The market outlook remains positive, especially for high-quality assets. Figure 1 shows vacancy rates for premium-grade buildings have tightened to 11.1%, well below those for A-grade (15.6%) and secondary-grade buildings (16.6%). Additionally, major Australian CBD precincts, such as Sydney CBD’s Core and Brisbane CBD’s Golden Triangle, have recorded premium vacancy rates below 10% in 2025. Meanwhile, hybrid working trends have largely stabilised, and strong demographic tailwinds are expected to support future office demand. These factors point to the potential for substantial rent growth in the coming years, particularly given the subdued medium-term supply outlook.
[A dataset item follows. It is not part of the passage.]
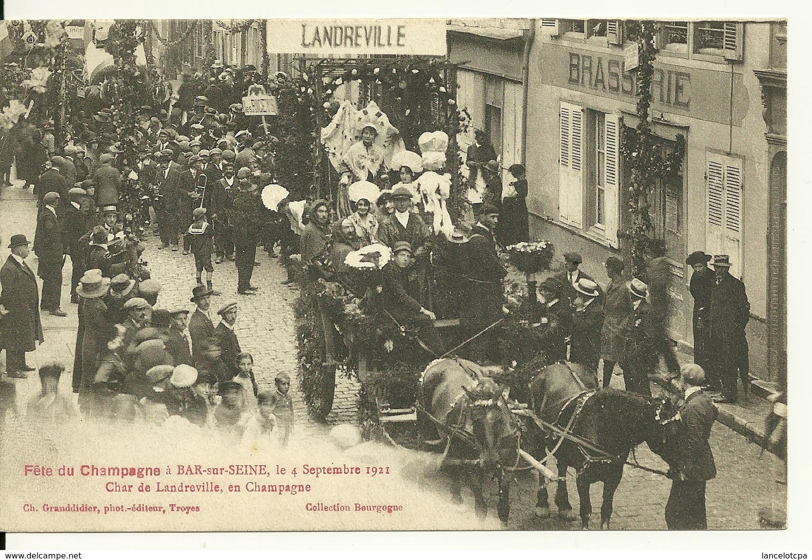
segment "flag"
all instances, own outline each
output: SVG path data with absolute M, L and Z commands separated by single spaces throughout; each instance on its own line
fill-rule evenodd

Figure 1: Australian CBD office vacancy rates by grade, 2019 to 2025
Source: JLL Research as of Q3 2025
Escalating construction costs continue to limit project feasibility. JLL Research estimates economic rents are currently around 40% higher than prime rents in Sydney CBD and over 65% higher in Melbourne CBD, Australia’s two largest office markets. Going forward, ongoing inflation risks and the potential for ‘higher-for-longer’ interest rates may create further challenges for new developments.
The medium-term supply pipeline remains subdued. JLL Research forecasts new CBD office completions will average 212,500 sqm annually between 2026 and 2030, around 45% below the 20-year historical average (Figure 2). Most of this new space is expected in 2026 and 2027, with major developments such as Atlassian Central, 55 Pitt Street, and Chifley South in Sydney CBD, and 7 Spencer Street, 435 Bourke Street, and 51 Flinders Lane in Melbourne CBD driving much of the delivery. The ongoing construction challenges may also push projects that are in the planning stages beyond 2030. Reflecting these dynamics, JLL Research has downgraded its supply forecasts, with expected completions over 2026 to 2030 now standing approximately 23% below the forecasts produced 12 months ago, as shown in Figure 2.
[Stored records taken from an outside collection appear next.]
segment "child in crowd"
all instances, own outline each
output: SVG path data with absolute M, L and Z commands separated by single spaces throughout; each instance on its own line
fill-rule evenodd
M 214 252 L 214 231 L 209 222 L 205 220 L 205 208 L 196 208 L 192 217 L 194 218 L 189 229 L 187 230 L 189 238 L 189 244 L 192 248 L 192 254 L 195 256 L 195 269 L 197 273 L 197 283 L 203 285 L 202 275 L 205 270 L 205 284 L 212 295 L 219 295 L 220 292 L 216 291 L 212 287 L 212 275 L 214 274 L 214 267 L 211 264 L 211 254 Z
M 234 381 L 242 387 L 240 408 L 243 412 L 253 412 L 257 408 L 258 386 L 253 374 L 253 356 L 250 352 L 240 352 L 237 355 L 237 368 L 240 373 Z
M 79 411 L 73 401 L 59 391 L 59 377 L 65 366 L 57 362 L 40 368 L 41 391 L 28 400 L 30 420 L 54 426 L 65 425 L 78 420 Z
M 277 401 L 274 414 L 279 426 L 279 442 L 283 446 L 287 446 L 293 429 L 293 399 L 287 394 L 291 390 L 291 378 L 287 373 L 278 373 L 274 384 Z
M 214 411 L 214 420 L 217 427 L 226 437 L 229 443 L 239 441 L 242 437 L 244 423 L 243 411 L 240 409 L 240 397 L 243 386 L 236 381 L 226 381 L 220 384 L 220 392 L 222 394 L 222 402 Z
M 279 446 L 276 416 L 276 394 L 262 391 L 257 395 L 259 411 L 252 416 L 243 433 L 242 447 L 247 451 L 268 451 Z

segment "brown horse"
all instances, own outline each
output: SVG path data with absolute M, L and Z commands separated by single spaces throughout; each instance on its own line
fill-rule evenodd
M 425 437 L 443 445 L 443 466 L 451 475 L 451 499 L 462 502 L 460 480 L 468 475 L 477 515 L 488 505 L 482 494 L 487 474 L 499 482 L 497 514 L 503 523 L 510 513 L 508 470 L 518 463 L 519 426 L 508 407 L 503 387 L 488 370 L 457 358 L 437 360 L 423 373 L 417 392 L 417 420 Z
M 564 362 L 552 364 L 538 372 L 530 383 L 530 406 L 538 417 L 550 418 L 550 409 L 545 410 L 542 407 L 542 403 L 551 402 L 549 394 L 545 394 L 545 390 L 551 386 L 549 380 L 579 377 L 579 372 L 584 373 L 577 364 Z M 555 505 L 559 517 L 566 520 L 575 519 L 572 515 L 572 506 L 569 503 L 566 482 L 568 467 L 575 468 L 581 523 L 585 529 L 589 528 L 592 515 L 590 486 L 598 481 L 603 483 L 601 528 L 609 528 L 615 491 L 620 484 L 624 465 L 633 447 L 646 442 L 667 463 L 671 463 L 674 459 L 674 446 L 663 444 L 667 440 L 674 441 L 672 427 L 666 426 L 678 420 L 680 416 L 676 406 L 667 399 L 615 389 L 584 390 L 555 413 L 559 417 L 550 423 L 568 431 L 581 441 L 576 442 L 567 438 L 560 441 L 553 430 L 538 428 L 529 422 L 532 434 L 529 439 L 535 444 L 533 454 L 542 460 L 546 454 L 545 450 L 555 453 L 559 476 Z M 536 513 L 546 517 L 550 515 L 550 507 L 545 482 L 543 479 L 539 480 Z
Figure 2: Australian CBD office supply forecast
Source: JLL Research as of Q3 2025
Sustained occupier demand, limited new supply, and rising economic rents are expected to place downward pressure on vacancy rates. These dynamics position the Australian CBD office market for renewed rental outperformance over the medium term, particularly for prime, well-located office assets.